Featuring members Andrew Huskey (vocals), Mark Kloeppel (guitar, Misery Index / Scour), Derek Engemann (bass, Scour / ex-Cattle Decapitation), and Jesse Schobel (drums, ex-Scour), Cast The Stone – who formed in 2002 – has been a rather inactive band whose last record, debut full-length offering Dark Winds Descending, emerged in 2005.

Empyrean Atrophy is the new EP which boasts six tracks, the closing song being a cover of the Infestdead tune ‘JesuSatan’; a blistering piece of work with choppy vocal burps and pummelling aggression, the leads squirm in maniacal Slayer fashion while the rest of the composition hurries with intensity – flapping furiously towards an early 90s Swedish-cum-U.S. death metal sound.

That’s where Cast The Stone sits; aggressively tuning into that fiendish maelstrom whereby bruising yet catchy segments of mid-tempo drudgery slip into flashing, furious bouts of buzzsaw carnage.

Opening track ‘As The Dead Lie’ chugs with melodious moodiness, the oppressive weight of the guitar sound crushing the bones like a boa constrictor as Jesse Schobel’s dense skin slams run in terrifying tandem with the belligerent bass licks of Engemann.
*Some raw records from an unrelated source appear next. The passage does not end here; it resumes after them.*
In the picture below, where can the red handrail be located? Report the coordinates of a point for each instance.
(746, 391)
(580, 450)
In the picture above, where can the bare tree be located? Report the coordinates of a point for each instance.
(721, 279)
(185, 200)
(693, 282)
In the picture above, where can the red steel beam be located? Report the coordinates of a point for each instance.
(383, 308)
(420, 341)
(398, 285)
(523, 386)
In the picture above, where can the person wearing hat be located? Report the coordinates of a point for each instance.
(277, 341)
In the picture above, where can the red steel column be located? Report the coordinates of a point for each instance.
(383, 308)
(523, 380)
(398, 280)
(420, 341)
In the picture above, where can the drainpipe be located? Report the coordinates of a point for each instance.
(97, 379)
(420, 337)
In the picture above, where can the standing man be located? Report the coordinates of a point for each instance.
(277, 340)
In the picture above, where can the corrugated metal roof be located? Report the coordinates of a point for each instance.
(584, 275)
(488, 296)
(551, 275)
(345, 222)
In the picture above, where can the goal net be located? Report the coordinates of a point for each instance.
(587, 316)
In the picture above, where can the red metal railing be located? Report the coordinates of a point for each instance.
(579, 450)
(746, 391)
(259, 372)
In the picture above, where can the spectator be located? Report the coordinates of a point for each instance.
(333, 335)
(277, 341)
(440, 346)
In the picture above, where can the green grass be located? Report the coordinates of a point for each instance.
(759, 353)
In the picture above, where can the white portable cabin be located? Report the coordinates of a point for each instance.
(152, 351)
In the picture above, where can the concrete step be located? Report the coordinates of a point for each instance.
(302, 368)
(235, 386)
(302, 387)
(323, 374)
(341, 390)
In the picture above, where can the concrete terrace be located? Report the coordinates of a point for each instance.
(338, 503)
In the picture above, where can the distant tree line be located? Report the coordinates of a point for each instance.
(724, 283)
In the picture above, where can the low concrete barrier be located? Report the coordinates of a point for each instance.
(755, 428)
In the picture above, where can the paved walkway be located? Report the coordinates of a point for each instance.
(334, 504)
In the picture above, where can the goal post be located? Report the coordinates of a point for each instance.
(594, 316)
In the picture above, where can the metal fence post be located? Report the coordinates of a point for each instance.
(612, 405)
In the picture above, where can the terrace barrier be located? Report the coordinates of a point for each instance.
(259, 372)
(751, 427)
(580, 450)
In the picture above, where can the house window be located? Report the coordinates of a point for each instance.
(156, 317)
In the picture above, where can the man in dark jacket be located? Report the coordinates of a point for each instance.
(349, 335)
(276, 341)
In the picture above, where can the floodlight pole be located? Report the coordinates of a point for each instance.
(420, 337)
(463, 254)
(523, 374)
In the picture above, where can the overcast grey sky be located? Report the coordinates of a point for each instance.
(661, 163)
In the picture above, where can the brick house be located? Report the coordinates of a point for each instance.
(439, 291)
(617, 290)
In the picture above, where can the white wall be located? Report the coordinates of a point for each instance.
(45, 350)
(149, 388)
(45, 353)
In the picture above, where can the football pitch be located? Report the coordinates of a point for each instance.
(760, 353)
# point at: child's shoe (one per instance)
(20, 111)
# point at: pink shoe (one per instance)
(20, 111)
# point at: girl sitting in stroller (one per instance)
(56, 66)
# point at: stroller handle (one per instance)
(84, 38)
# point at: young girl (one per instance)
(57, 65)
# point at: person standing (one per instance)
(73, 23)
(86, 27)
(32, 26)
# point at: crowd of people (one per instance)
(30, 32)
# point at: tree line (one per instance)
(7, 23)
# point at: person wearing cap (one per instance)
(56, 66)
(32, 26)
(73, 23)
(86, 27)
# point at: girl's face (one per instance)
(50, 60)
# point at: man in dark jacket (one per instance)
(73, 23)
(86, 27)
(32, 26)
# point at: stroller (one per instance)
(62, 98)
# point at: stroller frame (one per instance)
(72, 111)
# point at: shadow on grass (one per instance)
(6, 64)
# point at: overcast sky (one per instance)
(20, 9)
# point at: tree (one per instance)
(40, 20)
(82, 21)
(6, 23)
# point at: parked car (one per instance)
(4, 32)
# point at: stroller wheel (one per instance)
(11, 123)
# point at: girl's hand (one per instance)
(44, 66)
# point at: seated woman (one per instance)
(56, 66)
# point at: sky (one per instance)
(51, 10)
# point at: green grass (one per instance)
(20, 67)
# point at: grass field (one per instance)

It’s punishing death metal with a strong melodic vein, but always remaining heavy; riffs twist in occasional perverse flecks before occasional flecks of darker, progressive strains are detected.
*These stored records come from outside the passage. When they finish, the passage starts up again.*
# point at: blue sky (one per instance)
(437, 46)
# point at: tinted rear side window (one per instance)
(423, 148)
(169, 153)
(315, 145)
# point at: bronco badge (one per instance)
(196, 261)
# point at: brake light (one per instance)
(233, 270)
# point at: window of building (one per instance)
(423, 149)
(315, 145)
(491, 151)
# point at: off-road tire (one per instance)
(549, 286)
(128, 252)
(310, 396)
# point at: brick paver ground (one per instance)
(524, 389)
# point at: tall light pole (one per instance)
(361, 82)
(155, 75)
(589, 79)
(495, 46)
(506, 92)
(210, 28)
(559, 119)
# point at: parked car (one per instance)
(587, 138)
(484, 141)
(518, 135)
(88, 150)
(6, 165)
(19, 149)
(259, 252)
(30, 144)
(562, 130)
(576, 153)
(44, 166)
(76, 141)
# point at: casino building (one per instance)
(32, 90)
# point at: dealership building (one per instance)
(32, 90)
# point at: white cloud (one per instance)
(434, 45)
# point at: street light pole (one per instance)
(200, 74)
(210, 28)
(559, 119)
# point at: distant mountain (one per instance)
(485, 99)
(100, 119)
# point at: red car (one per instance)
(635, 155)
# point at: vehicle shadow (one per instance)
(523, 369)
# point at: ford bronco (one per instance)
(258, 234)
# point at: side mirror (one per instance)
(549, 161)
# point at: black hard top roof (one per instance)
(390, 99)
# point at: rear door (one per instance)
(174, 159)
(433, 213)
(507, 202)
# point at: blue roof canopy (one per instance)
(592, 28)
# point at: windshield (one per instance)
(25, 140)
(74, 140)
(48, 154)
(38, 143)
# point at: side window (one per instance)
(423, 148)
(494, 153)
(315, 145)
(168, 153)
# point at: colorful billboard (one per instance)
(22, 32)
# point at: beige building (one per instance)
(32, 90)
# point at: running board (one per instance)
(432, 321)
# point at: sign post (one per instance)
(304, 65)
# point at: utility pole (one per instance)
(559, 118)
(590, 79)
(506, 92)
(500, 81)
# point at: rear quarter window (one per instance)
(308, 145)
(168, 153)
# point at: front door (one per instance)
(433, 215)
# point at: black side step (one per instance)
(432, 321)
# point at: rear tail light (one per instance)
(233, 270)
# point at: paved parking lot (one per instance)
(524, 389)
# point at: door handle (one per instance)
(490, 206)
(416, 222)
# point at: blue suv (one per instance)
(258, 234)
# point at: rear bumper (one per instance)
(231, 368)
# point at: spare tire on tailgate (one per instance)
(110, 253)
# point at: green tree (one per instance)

‘The Burning Horizon’ signals such advanced dabbling, the technicality fused with brutality an admirable marrying as sprays of Dissection and Edge Of Sanity leak in through those grandiose meanderings. It’s certainly the pivotal moment of the EP, steadily building with deep, hammering grooves and utterly fiendish yet at times melancholic strains.
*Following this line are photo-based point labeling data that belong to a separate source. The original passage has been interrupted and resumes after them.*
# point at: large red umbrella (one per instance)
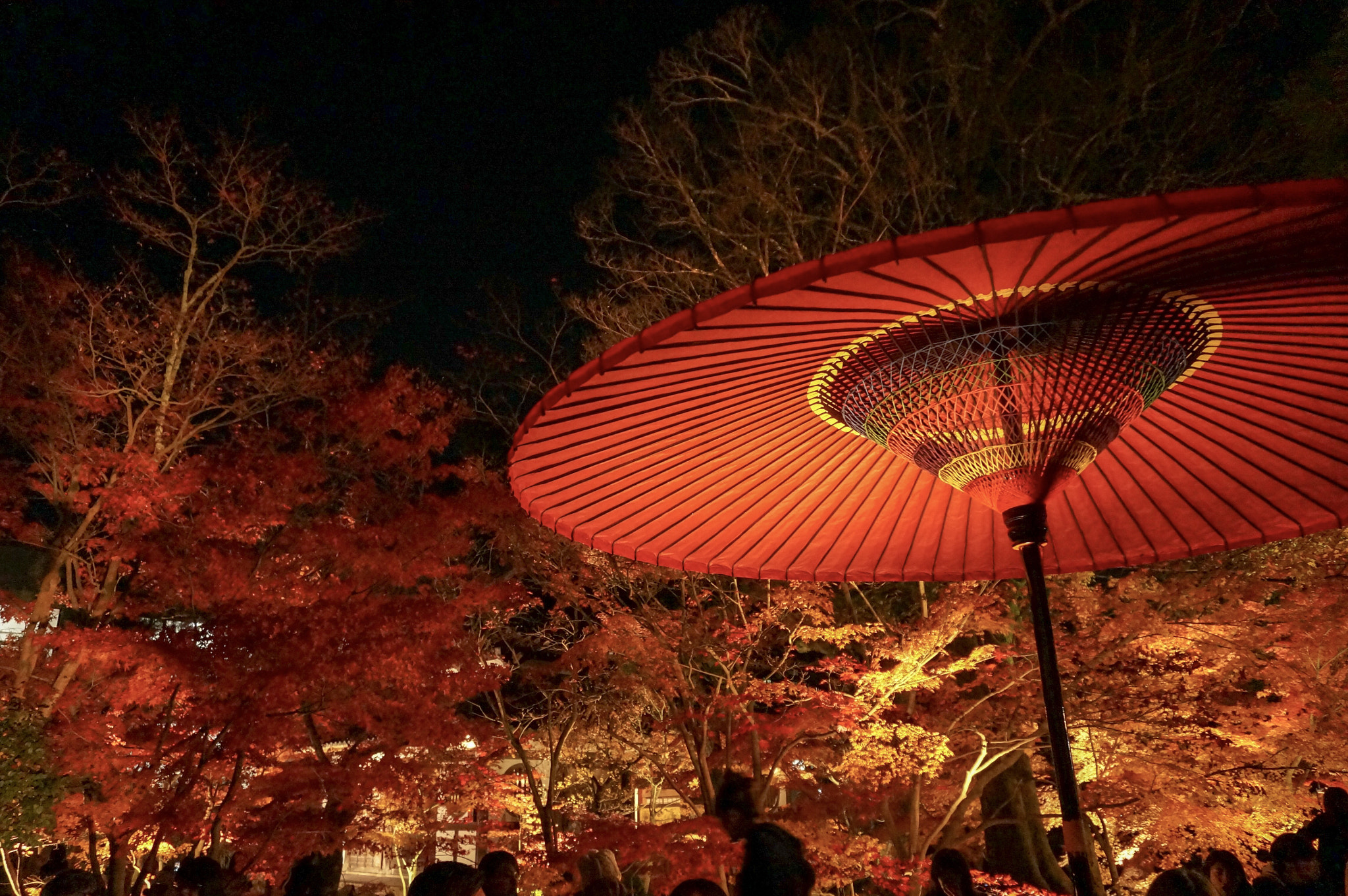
(1146, 379)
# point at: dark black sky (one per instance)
(473, 127)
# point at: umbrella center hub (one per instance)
(1010, 395)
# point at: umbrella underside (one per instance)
(1008, 397)
(1166, 374)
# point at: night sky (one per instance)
(473, 127)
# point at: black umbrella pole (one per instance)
(1029, 531)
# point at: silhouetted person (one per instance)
(500, 874)
(1227, 875)
(200, 876)
(446, 879)
(72, 883)
(774, 862)
(1331, 830)
(950, 875)
(1181, 882)
(698, 887)
(1293, 871)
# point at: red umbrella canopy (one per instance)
(1166, 375)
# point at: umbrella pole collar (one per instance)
(1029, 531)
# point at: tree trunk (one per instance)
(316, 875)
(1016, 840)
(119, 865)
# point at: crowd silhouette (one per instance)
(1308, 862)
‘Standing In The Shadows’ – the shortest track on offer – builds with a wistful acoustic guitar and remains that way. Stark and haunting as an instrumental, ‘Standing In The Shadows’ acts as a subtle precursor to the vicious churns of ‘A Plague Of Light’; an all-out head-crusher of speed. Again, there’s that guttural yet raw Swedish influence but caked in the vocal and guitar sound with those old school American influences. Dan Swanö’s production comes to the fore, particularly on the more majestic gallop which unexpectedly emerges at the 1:18 mark, the tracking slipping into even catchier dimensions and more so at the 1:45 point where we get a reflective, progressive and darker stance to proceedings.

And then the title track; this one begins as a juddering chainsaw, oil spilling from its nuts and bolts, with the blade only just remaining in place as those deep, guttural vocalisations command attention. With this one, the riff just pummels. The choppy groove is something that Rogga Johansson (Paganizer / Ribspreader etc.) would be proud of, the combo creating deep gouges and troubling waves of infected rhythms, building towards such devastating crescendos before slowing down the tempo to a mid-paced act of bludgeoning.

It’s impossible then not to be hurt and happy with this dense, rattling, spine-breaker of a record that effectively bridges the gap between the then and now of death metal, but with those sporadic shades of progression. Cast the stone? More like bounce the boulder!